GLENWOOD SPRINGS ” Garfield County commissioners have directed the county attorney to review their decision to streamline county regulations for small, temporary housing in area gas fields.

Commissioner John Martin brought up the issue Monday about whether County Attorney Don DeFord’s staff should analyze whether their recent decision to allow energy companies to establish state-certified, small, housing facilities at well pads constituted a “takings” of someone’s private property.

“I have lost sleep over this,” Martin said. “This is this is very basic philosophy that I have that we protect personal property rights.”

The new rules the commissioners approved earlier this month would allow energy companies to put up state-inspected, small temporary housing facilities for up to eight essential personnel at area well pads without obtaining special-use permits. The county calls that process “use-by-right.”

Companies putting up such housing facilities would not have to receive a building permit from the county, either. However, companies would have to notify the sheriff’s office and area fire protection districts regarding occupancy of the temporary housing units, and comply with about 20 performance standards mandated by the county. Those have to be signed off on by a licensed engineer.

Some people have objected to the changes, saying they could undercut area residents’ property rights.

“Are our regulations a ‘takings’ to that surface owner who does not control the (mineral rights to their property)?” Martin asked Monday. “I feel that it is not. I feel the regulation is within our realm, and that it is not a taking.”

Commissioner Tresi Houpt was neither for nor against the county seeking additional legal review of the issue.

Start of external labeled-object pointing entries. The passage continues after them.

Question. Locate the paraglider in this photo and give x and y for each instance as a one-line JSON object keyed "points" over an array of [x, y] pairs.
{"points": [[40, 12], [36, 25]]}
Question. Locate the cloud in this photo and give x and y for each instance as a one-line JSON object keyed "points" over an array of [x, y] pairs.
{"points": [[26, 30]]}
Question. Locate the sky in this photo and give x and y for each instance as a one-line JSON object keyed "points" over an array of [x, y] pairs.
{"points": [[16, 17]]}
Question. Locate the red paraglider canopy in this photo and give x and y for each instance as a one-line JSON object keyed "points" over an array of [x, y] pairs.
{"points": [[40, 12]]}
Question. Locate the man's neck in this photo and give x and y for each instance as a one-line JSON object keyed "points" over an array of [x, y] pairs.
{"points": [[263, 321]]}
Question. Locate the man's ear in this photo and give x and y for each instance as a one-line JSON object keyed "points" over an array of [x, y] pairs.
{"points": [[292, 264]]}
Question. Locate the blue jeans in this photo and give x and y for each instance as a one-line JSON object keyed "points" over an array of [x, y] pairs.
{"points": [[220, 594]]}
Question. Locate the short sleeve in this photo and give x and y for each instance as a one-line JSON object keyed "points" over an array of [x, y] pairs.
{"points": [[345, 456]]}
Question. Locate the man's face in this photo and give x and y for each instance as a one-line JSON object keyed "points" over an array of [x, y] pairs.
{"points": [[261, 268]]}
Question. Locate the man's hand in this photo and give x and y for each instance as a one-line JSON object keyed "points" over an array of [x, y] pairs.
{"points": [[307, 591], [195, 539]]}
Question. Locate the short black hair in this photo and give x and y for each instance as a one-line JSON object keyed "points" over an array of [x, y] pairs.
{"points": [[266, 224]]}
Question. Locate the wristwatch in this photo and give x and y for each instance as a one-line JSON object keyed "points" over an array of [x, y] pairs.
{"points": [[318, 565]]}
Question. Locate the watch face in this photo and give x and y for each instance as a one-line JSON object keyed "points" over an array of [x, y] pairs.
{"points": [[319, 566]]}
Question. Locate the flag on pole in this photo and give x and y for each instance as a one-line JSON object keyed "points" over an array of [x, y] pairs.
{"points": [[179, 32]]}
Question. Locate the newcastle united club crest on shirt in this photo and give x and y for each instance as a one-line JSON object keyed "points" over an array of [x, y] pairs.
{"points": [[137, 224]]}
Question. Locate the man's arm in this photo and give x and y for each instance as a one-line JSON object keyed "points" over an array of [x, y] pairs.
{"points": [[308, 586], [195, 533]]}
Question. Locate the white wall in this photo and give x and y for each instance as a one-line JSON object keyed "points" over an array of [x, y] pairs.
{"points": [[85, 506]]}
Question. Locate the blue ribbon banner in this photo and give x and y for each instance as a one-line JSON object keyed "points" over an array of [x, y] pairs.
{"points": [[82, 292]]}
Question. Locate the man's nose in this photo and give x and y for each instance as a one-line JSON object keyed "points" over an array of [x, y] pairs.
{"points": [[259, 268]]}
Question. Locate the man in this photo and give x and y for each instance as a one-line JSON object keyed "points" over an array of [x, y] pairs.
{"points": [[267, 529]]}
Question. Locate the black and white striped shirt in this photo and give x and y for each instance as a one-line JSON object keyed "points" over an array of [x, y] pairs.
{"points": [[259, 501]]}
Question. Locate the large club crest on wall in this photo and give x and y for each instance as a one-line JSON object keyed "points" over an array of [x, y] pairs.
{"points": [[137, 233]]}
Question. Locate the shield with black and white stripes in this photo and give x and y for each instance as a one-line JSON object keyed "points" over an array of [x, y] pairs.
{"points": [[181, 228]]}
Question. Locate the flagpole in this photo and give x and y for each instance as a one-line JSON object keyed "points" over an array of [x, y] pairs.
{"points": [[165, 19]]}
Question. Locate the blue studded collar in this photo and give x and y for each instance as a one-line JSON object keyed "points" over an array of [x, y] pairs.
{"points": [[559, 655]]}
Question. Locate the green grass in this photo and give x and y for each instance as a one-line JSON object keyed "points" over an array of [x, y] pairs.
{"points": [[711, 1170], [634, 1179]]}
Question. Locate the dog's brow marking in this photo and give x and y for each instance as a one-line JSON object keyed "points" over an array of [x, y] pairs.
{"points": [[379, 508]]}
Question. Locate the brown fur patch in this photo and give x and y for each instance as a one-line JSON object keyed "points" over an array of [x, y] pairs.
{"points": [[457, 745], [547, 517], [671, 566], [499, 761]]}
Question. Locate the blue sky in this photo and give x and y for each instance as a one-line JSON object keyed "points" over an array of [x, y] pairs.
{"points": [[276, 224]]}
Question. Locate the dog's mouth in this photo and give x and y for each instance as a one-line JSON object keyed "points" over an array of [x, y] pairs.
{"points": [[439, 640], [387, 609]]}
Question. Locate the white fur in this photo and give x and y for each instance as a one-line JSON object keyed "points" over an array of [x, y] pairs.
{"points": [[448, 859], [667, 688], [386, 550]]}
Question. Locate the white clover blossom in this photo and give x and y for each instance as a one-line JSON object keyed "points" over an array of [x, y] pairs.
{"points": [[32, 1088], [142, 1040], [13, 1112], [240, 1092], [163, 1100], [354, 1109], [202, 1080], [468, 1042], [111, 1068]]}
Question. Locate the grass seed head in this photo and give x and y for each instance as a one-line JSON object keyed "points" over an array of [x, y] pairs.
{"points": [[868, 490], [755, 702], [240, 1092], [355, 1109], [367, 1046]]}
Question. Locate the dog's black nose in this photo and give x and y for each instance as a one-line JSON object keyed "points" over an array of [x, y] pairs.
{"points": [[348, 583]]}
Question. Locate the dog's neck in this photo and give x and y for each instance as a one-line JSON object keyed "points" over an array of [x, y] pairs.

However, she reiterated her opposition allowing companies to establish temporary housing facilities without strong county oversight.

“The landowner should clearly be in the loop about who is going to be living on their property and for how long,” Houpt said. “I wouldn’t waver from the position that it is wrong for this county to adopt a regulation that completely takes them out of the loop.”

Commissioner Larry McCown said the only thing the new rules did was to “waive the need for a building permit.”

“There is not a land-use issue that requires a public hearing when a building permit is pulled,” McCown said. “We waived the need for a building permit.”

McCown supported the legal staff to research the matter to have “accusations” swirling around it to be put to rest.

Camps housing nine to 24 workers would require authorization by the county planning department, and would require the surface owner to be the petitioner for the temporary housing. Any larger housing would still require a hearing before the county commissioners, as the county has been requiring of camps of all sizes under its current rules.

DeFord said he will prepare an opinion and submit it to commissioners as an attorney-client document. The commissioners will later release that opinion to the public.